The Garden of Words
Distributor: Anime Limited
Run Time: 46 minutes
Release Date: 10th February 2014
Garden of Words (Kotonoha no Niwa) is the latest animated movie by Makoto Shinkai and brought to us here in the UK by Anime Limited. It follows Takao Akizuki a fifteen year old student, who aspiring to become a shoemaker likes to skip the first period of school whenever it rains, always finding himself in a beautiful Japanese garden where he meets a mysterious office lady Yukari Yukino.
Makoto Shinkai is well known for directing some of the most visually stunning and thought provoking stories over the years including Voices of a Distant Star (2002), The Place Promised in Our Early Days (2004)and 5 Centimeters Per Second (2007). But how does the latest addition to this mighty list fair? Amazingly well to be honest and who could expect any less with a director whose calibre could only be rivalled by the likes of Hayao Miyazaki.

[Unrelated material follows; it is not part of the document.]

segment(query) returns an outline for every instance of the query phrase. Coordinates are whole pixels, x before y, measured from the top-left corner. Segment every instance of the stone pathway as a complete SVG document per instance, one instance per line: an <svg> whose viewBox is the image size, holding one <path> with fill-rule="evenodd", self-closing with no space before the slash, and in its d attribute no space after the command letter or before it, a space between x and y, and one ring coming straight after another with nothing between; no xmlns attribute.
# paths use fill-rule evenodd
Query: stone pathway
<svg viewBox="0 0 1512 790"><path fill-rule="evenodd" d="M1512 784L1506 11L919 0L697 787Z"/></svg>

Although following a fifteen year old student the whole movie feels a lot more mature than our main character, this is enhanced by the rich animation quality on display. Special attention has been put into how the rain and water reacts with its surrounding scenery, waters ability to reflect in great detail has also been used with great effect giving us some of the best scenes in the movie. What makes this movie and the majority of Shinkai’s works so amazing is that the production team is generally very small, only handful of people with Shinkai taking on most of the job roles himself, in some cases actually creating a movie solely by himself.

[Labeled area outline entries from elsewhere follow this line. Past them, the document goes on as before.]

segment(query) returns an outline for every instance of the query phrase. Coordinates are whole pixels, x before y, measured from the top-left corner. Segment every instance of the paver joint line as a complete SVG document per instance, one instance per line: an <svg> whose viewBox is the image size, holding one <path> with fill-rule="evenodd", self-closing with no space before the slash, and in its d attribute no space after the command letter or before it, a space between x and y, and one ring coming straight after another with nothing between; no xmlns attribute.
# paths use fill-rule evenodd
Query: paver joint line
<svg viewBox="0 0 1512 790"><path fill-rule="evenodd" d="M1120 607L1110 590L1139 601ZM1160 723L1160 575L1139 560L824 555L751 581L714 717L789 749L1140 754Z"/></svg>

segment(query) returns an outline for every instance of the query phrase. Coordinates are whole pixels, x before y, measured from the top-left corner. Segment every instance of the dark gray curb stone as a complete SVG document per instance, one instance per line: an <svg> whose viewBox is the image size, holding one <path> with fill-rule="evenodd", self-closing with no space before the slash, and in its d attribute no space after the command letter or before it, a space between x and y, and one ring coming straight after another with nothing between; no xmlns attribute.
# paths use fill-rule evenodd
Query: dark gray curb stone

Anime Limited have outdone themselves with this release, full of the quality that we have come to expect of them. Eagerly awaiting further information on the talked about Shinkai Collection and if this release is anything to go by expect great things to come.

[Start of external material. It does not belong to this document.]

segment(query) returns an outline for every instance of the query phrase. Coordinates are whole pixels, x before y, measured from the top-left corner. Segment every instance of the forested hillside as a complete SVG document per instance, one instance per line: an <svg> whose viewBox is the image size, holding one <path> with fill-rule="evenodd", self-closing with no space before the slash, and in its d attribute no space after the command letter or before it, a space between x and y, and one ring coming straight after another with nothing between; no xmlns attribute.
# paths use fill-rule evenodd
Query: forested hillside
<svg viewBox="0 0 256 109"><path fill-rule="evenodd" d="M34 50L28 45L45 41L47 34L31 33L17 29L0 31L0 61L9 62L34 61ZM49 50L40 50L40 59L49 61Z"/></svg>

Interviews (52 minutes with the Japanese cast and director)
The film in storyboard format, narrated (45 minutes)
English production stills
The Works of Makoto Shinkai
English commentary track with cast
Japanese commentary with English subtitles
The visual quality may have you mesmerised from the outset but the story telling will have your heart pumping and emotions running wild, so you better be prepared because this is definitely one of the best animated movies to date and one you won’t want to miss out on.